Page 75 of Pretty Cruel Love

This time, I can’t get up.

All I can see are Jonathan’s shoes on the wet asphalt. I can hear him calling someone to pick him up in twenty minutes, then hear the flick of a lighter.

He grabs my arms and drags me closer to the dumpster. Then he helps me to my feet and presses me against the edge.

“Since you’re going to keep fucking with me and claiming that I raped you,” he says, unzipping his pants, “I guess I should probably give you what you clearly want, right?”

“No, please!” I scream. “Stop! I’ll sign it! I’ll sign it!”

His hand clamps over my mouth and he pushes up my dress. He slides his cock inside me, filling me against my will, biting the skin on the back of my neck.

“You were a slut then, and you’re a slut now,” he hisses, thrusting in and out of me so hard it feels like he’s trying to break me. “Your pussy isn’t even that good...”

I give up resisting. Fighting only makes him hurt me worse.

“Fuckkkk…” He stiffens behind me, then pulls out. I feel something warm dripping onto my back.

Seconds later, that warmth turns to searing pain.

He presses my head against the dumpster to muffle my screams.

He keeps me pinned with one hand while he burns the skin on my lower back with his lighter.

When he finishes, he lets go. I collapse onto the ground.

The burning, the inside pain, the flare-up of the scars from the past—it’s all too much.

I don’t know how long I lay there, but the next thing I know, someone is putting me in the backseat of a car.

“She looks messed up…” “I wonder what happened to her.” “Poor girl… Should we take her to the emergency room?”

My throat hurts too much to speak—to beg them to YES, please take me to the hospital, and what little I have left, leaves my body within seconds.

The next time I wake up, I’m in a hospital room and the TV is blaring loud with a Sunday night football game.

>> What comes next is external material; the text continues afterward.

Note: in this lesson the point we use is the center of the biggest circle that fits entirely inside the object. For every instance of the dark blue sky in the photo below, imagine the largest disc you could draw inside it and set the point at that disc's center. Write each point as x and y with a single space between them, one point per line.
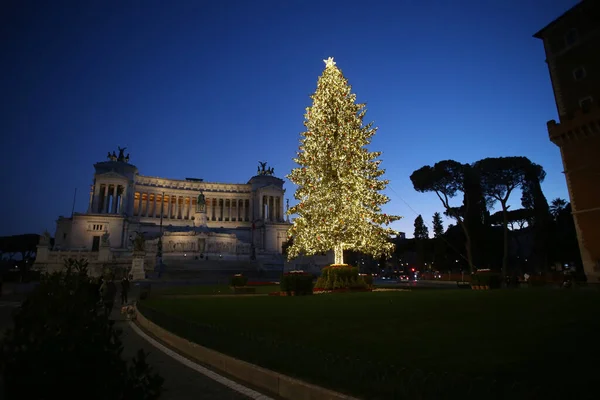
206 89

Jonathan Baylor just scored the winning touchdown.

34

SADIE

Day Thirteen

Being back in reality feels strange—almost cruel.

The storm has passed, the power restored, and yet I’m being strapped into the serum chair one final time. One night left here, and Ethan is nowhere to be found.

Neither is Robin.

Their absence gnaws at me, loud in the silence. I don’t know if it’s a sign of hope or a warning.

Over breakfast, my new lawyers spoke in cautious optimism, trading theories and legal jargon like it might save me. For once, I let myself believe them.

Just a little.

Maybe—just maybe—the truth (parts of it anyway) will finally rise to the surface.

And I’ll be able to fly free… before the walls close in again.